In particular, according to the printed wiring board of the present invention, the escape portion of flux can be actively adsorbed by the flux adsorption film and removed by flowing into the through-hole portion, thereby preventing flux from occurring on the solder resist film surface. The flux spot phenomenon can be well prevented.

[Brief explanation of drawings]

FIG. 1 shows an embodiment of the printed wiring board of the present invention, FIGS. 1a to 1d are partially enlarged vertical sectional side views showing relief parts provided on the upper side of the board, and FIG. 2 is a repellent solder.
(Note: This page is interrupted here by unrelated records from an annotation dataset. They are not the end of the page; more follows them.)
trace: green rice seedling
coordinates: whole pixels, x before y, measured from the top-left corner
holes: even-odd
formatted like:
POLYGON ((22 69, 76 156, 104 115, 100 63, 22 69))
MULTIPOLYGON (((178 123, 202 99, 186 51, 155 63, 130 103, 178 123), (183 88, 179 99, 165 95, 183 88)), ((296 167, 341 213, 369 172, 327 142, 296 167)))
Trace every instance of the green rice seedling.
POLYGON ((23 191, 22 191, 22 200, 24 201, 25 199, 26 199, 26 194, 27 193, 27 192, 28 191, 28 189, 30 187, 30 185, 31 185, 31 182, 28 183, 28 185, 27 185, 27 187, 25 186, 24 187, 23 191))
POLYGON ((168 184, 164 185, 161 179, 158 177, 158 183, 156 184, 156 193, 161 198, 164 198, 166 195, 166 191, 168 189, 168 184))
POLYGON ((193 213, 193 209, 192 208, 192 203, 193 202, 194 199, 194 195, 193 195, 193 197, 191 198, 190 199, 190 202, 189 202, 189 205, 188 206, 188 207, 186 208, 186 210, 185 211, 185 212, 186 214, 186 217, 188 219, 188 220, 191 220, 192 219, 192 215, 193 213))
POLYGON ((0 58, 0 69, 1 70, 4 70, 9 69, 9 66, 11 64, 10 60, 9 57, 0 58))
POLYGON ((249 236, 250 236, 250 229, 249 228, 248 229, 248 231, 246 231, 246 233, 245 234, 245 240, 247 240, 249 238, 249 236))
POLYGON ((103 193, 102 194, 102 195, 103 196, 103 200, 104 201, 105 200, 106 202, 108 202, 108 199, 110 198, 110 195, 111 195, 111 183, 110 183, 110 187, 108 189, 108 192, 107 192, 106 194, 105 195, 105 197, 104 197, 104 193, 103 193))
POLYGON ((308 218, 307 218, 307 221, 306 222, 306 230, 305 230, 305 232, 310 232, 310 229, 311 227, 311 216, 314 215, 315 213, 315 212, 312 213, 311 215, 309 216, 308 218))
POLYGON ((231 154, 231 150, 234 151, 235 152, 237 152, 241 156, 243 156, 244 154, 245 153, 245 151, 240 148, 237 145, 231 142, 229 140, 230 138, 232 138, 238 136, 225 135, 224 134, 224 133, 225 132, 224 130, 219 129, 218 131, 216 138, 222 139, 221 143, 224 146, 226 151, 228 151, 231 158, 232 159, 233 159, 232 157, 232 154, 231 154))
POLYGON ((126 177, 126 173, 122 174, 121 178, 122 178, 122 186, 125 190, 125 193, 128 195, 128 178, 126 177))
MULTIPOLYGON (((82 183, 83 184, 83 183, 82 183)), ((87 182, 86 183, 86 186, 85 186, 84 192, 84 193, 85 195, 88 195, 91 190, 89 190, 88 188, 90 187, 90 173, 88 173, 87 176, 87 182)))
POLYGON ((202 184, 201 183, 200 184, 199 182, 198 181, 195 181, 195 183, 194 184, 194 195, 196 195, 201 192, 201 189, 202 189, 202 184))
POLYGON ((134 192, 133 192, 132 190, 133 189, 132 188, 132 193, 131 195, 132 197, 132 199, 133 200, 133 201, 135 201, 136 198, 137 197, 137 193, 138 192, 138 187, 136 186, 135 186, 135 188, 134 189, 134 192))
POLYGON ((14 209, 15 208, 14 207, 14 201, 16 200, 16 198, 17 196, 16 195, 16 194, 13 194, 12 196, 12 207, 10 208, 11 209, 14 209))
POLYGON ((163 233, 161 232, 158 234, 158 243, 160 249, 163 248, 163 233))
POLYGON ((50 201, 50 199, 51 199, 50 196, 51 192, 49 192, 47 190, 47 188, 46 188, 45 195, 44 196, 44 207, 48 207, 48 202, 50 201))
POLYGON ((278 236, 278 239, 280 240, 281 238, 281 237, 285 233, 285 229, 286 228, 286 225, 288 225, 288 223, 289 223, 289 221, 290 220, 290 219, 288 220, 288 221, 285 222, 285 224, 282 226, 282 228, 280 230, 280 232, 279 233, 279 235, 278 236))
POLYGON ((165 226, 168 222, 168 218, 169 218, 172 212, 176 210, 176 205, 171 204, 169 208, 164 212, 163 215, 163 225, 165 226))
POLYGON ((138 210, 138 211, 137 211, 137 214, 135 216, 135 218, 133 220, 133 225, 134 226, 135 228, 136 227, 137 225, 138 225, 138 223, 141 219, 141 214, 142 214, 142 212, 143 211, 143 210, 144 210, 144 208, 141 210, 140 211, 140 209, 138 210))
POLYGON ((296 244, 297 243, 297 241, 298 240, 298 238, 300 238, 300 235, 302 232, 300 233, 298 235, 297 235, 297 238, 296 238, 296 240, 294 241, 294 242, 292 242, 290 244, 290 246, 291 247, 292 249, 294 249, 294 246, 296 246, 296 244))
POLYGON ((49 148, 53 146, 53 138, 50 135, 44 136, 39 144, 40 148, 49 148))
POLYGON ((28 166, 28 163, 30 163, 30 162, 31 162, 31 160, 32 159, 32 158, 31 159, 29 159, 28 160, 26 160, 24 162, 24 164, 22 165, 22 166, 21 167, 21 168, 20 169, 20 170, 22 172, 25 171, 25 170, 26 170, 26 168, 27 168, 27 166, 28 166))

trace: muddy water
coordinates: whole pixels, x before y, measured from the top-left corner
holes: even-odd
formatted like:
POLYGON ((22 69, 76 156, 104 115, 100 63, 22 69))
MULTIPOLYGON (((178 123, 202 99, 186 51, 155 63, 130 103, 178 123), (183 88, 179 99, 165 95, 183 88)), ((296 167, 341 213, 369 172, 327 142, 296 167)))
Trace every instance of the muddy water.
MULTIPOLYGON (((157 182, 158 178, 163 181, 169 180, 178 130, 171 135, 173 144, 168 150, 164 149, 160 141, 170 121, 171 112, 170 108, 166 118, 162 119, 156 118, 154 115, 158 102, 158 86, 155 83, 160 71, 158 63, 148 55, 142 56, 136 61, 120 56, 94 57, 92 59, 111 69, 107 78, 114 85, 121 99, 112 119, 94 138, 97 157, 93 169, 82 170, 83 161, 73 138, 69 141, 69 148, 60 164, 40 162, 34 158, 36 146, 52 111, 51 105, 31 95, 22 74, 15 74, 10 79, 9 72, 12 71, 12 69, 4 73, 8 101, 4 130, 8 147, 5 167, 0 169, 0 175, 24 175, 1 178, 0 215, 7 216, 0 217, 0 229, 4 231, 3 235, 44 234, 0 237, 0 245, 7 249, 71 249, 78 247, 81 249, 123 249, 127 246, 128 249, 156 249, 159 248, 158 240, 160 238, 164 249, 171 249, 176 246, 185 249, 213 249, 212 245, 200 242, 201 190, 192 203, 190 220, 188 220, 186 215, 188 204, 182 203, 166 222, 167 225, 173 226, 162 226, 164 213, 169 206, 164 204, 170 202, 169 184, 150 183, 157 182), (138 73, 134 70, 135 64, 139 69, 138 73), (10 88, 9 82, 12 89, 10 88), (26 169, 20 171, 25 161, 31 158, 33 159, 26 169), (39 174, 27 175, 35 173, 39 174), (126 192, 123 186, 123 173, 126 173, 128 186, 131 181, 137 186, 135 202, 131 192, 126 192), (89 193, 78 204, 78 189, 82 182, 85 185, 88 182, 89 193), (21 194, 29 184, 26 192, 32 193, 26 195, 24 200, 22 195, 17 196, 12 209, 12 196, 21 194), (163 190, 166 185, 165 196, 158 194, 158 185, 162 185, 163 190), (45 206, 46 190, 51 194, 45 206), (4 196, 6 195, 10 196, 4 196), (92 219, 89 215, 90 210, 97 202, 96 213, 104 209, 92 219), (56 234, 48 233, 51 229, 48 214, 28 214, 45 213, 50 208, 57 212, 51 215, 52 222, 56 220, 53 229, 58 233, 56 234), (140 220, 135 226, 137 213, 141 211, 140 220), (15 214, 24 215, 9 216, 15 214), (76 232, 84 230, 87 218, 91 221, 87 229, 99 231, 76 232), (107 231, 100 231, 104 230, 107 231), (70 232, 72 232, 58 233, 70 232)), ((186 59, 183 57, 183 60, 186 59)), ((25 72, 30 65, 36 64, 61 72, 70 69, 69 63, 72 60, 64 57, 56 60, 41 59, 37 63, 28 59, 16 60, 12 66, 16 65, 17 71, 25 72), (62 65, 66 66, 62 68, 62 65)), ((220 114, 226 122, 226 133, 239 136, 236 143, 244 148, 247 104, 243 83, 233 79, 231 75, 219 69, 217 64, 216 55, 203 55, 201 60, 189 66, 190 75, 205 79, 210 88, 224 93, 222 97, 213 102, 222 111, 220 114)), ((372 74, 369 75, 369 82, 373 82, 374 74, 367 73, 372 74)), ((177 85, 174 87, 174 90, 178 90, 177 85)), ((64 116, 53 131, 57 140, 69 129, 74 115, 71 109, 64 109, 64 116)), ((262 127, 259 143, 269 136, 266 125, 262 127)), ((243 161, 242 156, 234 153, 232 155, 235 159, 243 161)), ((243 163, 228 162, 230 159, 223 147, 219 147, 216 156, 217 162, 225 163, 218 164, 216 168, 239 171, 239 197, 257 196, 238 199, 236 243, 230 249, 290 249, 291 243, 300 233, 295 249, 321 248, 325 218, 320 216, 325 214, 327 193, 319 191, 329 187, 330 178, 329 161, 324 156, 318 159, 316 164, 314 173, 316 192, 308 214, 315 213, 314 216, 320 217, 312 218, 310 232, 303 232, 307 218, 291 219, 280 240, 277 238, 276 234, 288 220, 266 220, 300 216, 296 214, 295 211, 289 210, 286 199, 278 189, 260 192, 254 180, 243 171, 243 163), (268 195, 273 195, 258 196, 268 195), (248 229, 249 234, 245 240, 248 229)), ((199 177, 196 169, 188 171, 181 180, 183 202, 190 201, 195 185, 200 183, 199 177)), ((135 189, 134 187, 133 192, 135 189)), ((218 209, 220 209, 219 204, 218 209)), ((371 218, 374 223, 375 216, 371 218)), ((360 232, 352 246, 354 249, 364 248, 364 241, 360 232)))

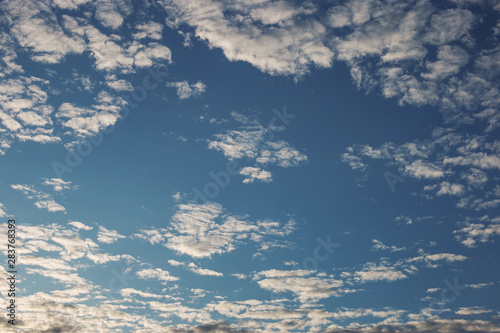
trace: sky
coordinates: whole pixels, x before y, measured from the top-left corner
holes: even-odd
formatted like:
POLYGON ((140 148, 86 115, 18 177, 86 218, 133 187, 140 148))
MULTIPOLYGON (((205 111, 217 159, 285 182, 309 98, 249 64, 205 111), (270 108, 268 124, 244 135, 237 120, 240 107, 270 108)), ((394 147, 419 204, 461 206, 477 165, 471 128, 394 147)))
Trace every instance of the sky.
POLYGON ((500 332, 500 3, 0 2, 2 332, 500 332))

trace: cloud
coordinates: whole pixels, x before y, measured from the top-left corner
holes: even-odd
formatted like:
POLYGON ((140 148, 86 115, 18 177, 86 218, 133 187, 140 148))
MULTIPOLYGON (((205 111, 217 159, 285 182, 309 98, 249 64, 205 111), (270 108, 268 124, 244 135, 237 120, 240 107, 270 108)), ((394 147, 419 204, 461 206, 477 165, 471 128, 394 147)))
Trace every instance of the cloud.
POLYGON ((309 65, 331 65, 333 51, 323 42, 325 27, 302 16, 316 11, 312 4, 171 1, 165 9, 171 25, 189 24, 196 37, 221 48, 230 61, 246 61, 270 74, 299 76, 309 65), (245 24, 239 23, 242 18, 245 24))
POLYGON ((394 245, 387 246, 387 245, 385 245, 384 243, 382 243, 381 241, 379 241, 377 239, 373 239, 372 243, 373 243, 372 251, 390 250, 391 252, 397 252, 397 251, 406 250, 405 247, 397 247, 397 246, 394 246, 394 245))
POLYGON ((497 332, 500 329, 498 324, 483 320, 464 320, 464 319, 434 319, 426 321, 410 321, 406 323, 385 323, 368 324, 361 327, 342 328, 334 327, 327 329, 325 333, 381 333, 381 332, 497 332))
POLYGON ((198 81, 193 84, 189 84, 187 81, 182 82, 168 82, 167 87, 173 87, 177 89, 177 96, 179 99, 188 99, 192 97, 198 97, 204 93, 207 86, 203 82, 198 81))
POLYGON ((317 301, 319 299, 337 296, 342 287, 341 280, 331 277, 308 276, 310 271, 283 271, 269 270, 257 273, 254 280, 263 289, 273 292, 290 291, 297 296, 300 302, 317 301), (261 276, 264 278, 261 279, 261 276))
POLYGON ((94 229, 91 226, 85 225, 82 222, 78 222, 78 221, 69 222, 68 224, 75 227, 77 230, 92 230, 92 229, 94 229))
POLYGON ((179 254, 193 258, 211 257, 213 254, 228 253, 245 240, 260 245, 260 251, 272 247, 288 246, 278 237, 285 237, 295 229, 295 222, 280 225, 275 221, 248 221, 246 217, 232 216, 220 204, 178 204, 167 229, 143 230, 135 237, 148 240, 151 244, 162 243, 179 254), (271 238, 272 241, 268 241, 271 238))
POLYGON ((64 181, 60 178, 42 178, 44 182, 42 183, 43 185, 46 186, 52 186, 53 190, 56 192, 61 192, 62 190, 69 190, 72 187, 70 181, 64 181))
POLYGON ((189 270, 193 273, 196 273, 198 275, 206 275, 206 276, 224 276, 224 274, 213 271, 211 269, 206 269, 206 268, 200 268, 196 266, 194 263, 190 263, 188 265, 189 270))
POLYGON ((453 233, 457 241, 470 248, 492 242, 495 236, 500 236, 500 218, 491 219, 486 215, 476 221, 468 219, 453 233))
POLYGON ((160 40, 162 38, 163 25, 153 21, 138 24, 136 26, 137 32, 133 34, 135 39, 151 38, 160 40))
POLYGON ((130 0, 100 0, 96 3, 95 17, 103 26, 116 30, 132 11, 130 0))
POLYGON ((7 213, 5 212, 5 206, 0 202, 0 217, 5 216, 7 216, 7 213))
POLYGON ((253 183, 255 180, 259 180, 263 183, 270 183, 273 178, 269 171, 261 170, 256 167, 244 167, 240 170, 240 175, 247 176, 243 179, 243 183, 253 183))
POLYGON ((136 272, 136 275, 143 280, 154 279, 158 281, 163 281, 163 283, 179 280, 178 277, 170 275, 168 271, 165 271, 161 268, 141 269, 136 272))
MULTIPOLYGON (((288 142, 274 140, 275 134, 283 131, 283 127, 270 124, 266 128, 257 119, 238 112, 232 112, 231 116, 238 124, 238 128, 216 134, 215 139, 209 141, 209 149, 221 151, 229 160, 248 158, 261 166, 277 165, 287 168, 307 162, 307 156, 288 142)), ((271 177, 269 172, 258 167, 248 167, 244 170, 245 174, 248 173, 250 176, 255 174, 263 179, 271 177)))
POLYGON ((484 314, 484 313, 490 313, 492 312, 489 309, 485 309, 479 306, 474 306, 474 307, 461 307, 458 311, 455 311, 456 314, 461 315, 461 316, 471 316, 471 315, 478 315, 478 314, 484 314))
MULTIPOLYGON (((45 185, 53 185, 53 184, 51 183, 45 185)), ((57 186, 60 186, 60 184, 57 186)), ((51 213, 63 212, 66 214, 66 208, 58 204, 50 194, 39 191, 32 185, 13 184, 10 185, 10 187, 14 190, 23 192, 27 199, 35 200, 34 204, 39 209, 46 209, 48 212, 51 213)))
POLYGON ((408 276, 403 272, 385 265, 366 265, 361 271, 354 273, 356 279, 361 283, 372 281, 397 281, 406 279, 408 276))
POLYGON ((120 238, 126 238, 126 236, 120 235, 116 230, 108 230, 102 225, 99 226, 99 232, 97 233, 97 240, 99 242, 112 244, 120 238))
POLYGON ((35 202, 35 206, 40 209, 46 209, 47 211, 54 212, 66 212, 66 208, 55 202, 54 200, 40 200, 35 202))

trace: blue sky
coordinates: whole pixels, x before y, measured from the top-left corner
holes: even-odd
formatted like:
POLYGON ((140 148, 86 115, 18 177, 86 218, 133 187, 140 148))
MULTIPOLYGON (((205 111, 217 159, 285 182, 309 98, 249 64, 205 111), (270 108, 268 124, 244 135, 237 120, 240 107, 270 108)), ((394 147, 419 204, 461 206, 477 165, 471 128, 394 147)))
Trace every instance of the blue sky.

FIG. 2 is a partially enlarged cross-sectional view showing a printed placement board provided with a resist film. 1...Insulating board, 2...Circuit pattern, 3...
Connection land, 4...Through hole, 6, 7...Solder resist coating, 8...Recess for flux reservoir, 9...Through hole for flux reservoir, 10...Flux adsorbent coating.

Claims (1)

[Scope of Claims] 1. A printed wiring board provided with a solder resist film containing silicone and/or fluorocarbon resin, which has a flux adsorbing film part on the upper side of the substrate of the printed wiring board for a flux pooling part. A printed wiring board comprising a concave part and a relief part for the concave part for a flux accumulation part having a through-hole part in the central part.